A process management system is described for generating and configuring aggregate span graphs to analyze process monitoring data. The process management system uses process monitoring data reporting on different instances of same and different processes to generate a structured object that identifies spans of processing time corresponding to processes involved in handling requests. Using the structured object, the process management system generates a graph including sections. Each section represents spans having a process initiation path corresponding to the section and has a section width determined using an aggregate metric of spans in the section. In this manner, the process management system manages process monitoring data to support analysis of various processes that may be monitored. In various embodiments, the process management system is implemented using non-transitory computer-readable storage media to store instructions which, when executed by one or more processors of a computer system, cause display of a user interface and processing of received input to generate aggregate span graphs. The process management system may be implemented on a local or cloud-based computer system that includes processors and a display for showing the user interface to a user for generating and analyzing aggregate span graphs. The computer system may communicate with client computer systems for generating and/or displaying aggregate span graphs.
A description of generating and modifying an aggregate span graph having sections that represent spans from section-specific process initiation paths is provided in the following sections:
The steps described in individual sections may be started or completed in any order that supplies the information used as the steps are carried out. The functionality in separate sections may be started or completed in any order that supplies the information used as the functionality is carried out. The use of the terms “first,” “second,” “third,” and “fourth” is to separate distinct items so the items may be referenced separately and does not infer any order of the items unless otherwise stated. Any step or item of functionality may be performed by a personal computer system, a cloud computer system, a local computer system, a remote computer system, a single computer system, a distributed computer system, or any other computer system that provides the processing, storage and connectivity resources used to carry out the step or item of functionality.

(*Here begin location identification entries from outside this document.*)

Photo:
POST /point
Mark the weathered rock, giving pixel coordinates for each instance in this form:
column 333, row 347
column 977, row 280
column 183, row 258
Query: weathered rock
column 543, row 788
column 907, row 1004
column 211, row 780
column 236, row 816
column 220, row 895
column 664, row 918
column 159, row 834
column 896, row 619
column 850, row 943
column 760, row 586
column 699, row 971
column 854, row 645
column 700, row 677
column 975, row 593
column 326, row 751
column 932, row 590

Process monitoring data such as trace files, transmitted or encapsulated data chunks, such as spans sent over a network, and/or other log data, any of which are referred to herein as “traces,” are reported from microservices and other processes during operation of the microservices or other processes as they complete transactions or otherwise handle requests. A trace may include a collection of spans of log data that are generated as an application or user request is processed in a distributed manner by a system. A trace may be limited to a single request or cover multiple requests. As used herein, a trace is process monitoring data associated with a single user request, and a trace may cover one or more monitored process instances for the single user request. Process monitoring data may include one or more traces in a same or different transmitted communication. Process monitoring data such as traces and other log data are collected in a distributed tracing system and reported to a centralized repository of process monitoring data or otherwise stored in a manner accessible for analysis. Manual review of traces can be tedious and time-consuming, even if the data is organized for review.
A distributed tracing system may have a predetermined format for emitting information about traces and spans from different components. Spans are named durations of time for which traces of operations were emitted. Spans of traces may be related to other spans, such that each span may or may not have a parent span and zero, one, or more child spans. For example, a root span has zero parent spans, and a non-root span has a parent span to form a tree of spans. The parent span logs an operation or other process that was running for a duration, and the child span logs an operation or other process that was initiated during the parent span and also ran for a duration. A parent process, corresponding to a parent span, may initiate more than one child operation to run serially, concurrently in parallel, or at least partially concurrently (and partially parallel). The emitted trace information may be sent to a central system, which may be queried to view the traces. The trace information may also be visualized to see the parent-child relationships and durations.
Each of the operations represented by the spans may be a request to execute a task or otherwise complete a job on a service, such as a microservice. The parent and/or child services may be performing different operations on different services at the same time, but some of the services may require information from others of the services to start, make progress on, or complete the job. Different services or microservices may divide a job into smaller parts and call other services or microservices to complete part(s) of the job. A span may be logged as starting when the service or microservice is requested to start a job, receives the request, accepts the request to start the job, and/or begins working on the request, and completed when the service or microservice completes the job, reports completion of the job, and/or when the reported completion is received or processed. In this manner, spans may be nested, further nested, and further nested, until spans start completing jobs to close spans, which lead to completion of other jobs to close other spans, and so on.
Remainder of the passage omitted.